KeyDNN

KeyDNN is a lightweight deep learning framework built from scratch in Python, with a strong emphasis on clean architecture, explicit interfaces, and a practical CPU / CUDA execution stack.

It is designed to be both:

a learning-friendly implementation of modern deep learning abstractions, and
a performance-oriented sandbox for experimenting with real backends (native CPU kernels, CUDA kernels, and vendor libraries).

Why KeyDNN?

KeyDNN prioritizes clarity and correctness over convenience shortcuts.

Key design goals include:

Explicit architecture boundaries
Public APIs are clearly separated from internal infrastructure.
From-first-principles implementation
Core components such as tensors, autograd, layers, and optimizers are implemented directly, without wrapping existing frameworks.
Practical performance paths
CPU reference implementations are paired with optional native CPU acceleration and a CUDA backend with cuBLAS / cuDNN integration where available.
Tested behavior
CPU ↔ CUDA parity tests and unit tests validate correctness across backends.

Quick taste

Minimal tensor + autograd

from keydnn import Tensor, Device

x = Tensor(shape=(2, 3), device=Device("cpu"), requires_grad=True)
y = (x * 2.0).sum()
y.backward()

print(x.grad.to_numpy())

CUDA example (device-resident computation)

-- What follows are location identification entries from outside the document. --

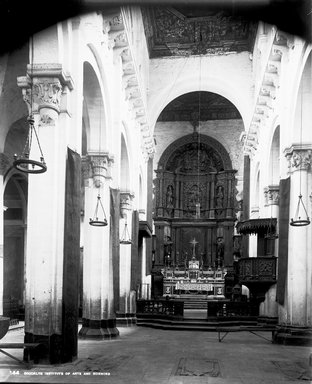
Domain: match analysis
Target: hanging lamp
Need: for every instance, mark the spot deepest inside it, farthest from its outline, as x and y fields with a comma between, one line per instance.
x=99, y=217
x=125, y=237
x=23, y=162
x=301, y=218
x=271, y=233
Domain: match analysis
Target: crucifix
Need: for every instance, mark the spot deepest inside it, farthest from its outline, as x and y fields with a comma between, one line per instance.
x=193, y=242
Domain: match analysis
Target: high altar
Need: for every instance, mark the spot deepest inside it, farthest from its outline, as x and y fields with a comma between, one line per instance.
x=194, y=279
x=195, y=198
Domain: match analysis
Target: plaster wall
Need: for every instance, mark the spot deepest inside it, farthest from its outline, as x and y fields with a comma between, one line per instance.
x=230, y=76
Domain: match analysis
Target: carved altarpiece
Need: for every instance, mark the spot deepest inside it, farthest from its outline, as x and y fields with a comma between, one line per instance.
x=194, y=198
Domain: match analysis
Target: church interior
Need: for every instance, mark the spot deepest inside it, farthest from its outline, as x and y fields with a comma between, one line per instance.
x=155, y=174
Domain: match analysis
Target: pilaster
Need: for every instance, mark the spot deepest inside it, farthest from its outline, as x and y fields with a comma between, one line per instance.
x=125, y=315
x=46, y=203
x=299, y=249
x=98, y=316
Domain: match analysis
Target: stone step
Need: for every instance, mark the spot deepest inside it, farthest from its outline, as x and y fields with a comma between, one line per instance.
x=291, y=339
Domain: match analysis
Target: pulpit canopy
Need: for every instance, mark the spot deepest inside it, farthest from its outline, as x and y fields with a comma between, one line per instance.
x=256, y=226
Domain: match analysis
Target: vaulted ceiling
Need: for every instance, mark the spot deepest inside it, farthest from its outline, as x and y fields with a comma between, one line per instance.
x=199, y=106
x=183, y=31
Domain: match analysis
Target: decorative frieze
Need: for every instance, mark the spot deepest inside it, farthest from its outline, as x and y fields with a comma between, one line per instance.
x=267, y=90
x=299, y=157
x=131, y=79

from keydnn import Tensor, Device

x = Tensor.rand((1024, 1024), device=Device("cuda:0"), requires_grad=True)
y = (x @ x.T).mean()
y.backward()

print(y.item())

CUDA execution is enabled automatically when available and explicitly requested via the device abstraction.

What’s included

KeyDNN currently provides:

Tensor abstraction with reverse-mode automatic differentiation
CPU backend (NumPy) with optional native C++ acceleration
CUDA backend with device-resident tensors
Core layers:
Linear / Dense
Conv2D / Conv2DTranspose
Pooling (Max / Avg / GlobalAvg)
Normalization (BatchNorm1d/2d, LayerNorm)
Optimizers (SGD, Adam)
Loss functions (MSE, SSE, BCE, CCE)
Keras-style training loop (Model.fit)
Callbacks (EarlyStopping, ModelCheckpoint)
JSON-based model checkpointing

Documentation structure

If you are new to KeyDNN, start here:

Getting Started → Installation Platform support, CUDA setup, and environment configuration.
Getting Started → Quickstart End-to-end examples: tensors, models, training, and evaluation.
Guides Conceptual explanations for tensors, devices, determinism, and training flow.
API Reference Complete, auto-generated documentation for all public APIs.

Public API contract

KeyDNN follows a layered architecture.

Only APIs documented in this site are considered public and stable. Internal implementation details may change as long as public behavior is preserved.

Recommended import style:

from keydnn import Tensor, Sequential, Adam

Avoid importing from internal modules unless you are developing KeyDNN itself.

Status

Version: v2.x (stable API)
Platform: Windows 10/11 x64 (CPU + CUDA)
CUDA: Supported when a compatible NVIDIA GPU and runtime are available

Linux and macOS CPU builds may work but are not yet CI-validated.

Philosophy

KeyDNN is not intended to replace large production frameworks.

It exists to:

make deep learning internals understandable,
explore backend design trade-offs,
and serve as a rigorous experimental platform for systems-level ML work.

If you value transparency, correctness, and architectural clarity, you’re in the right place.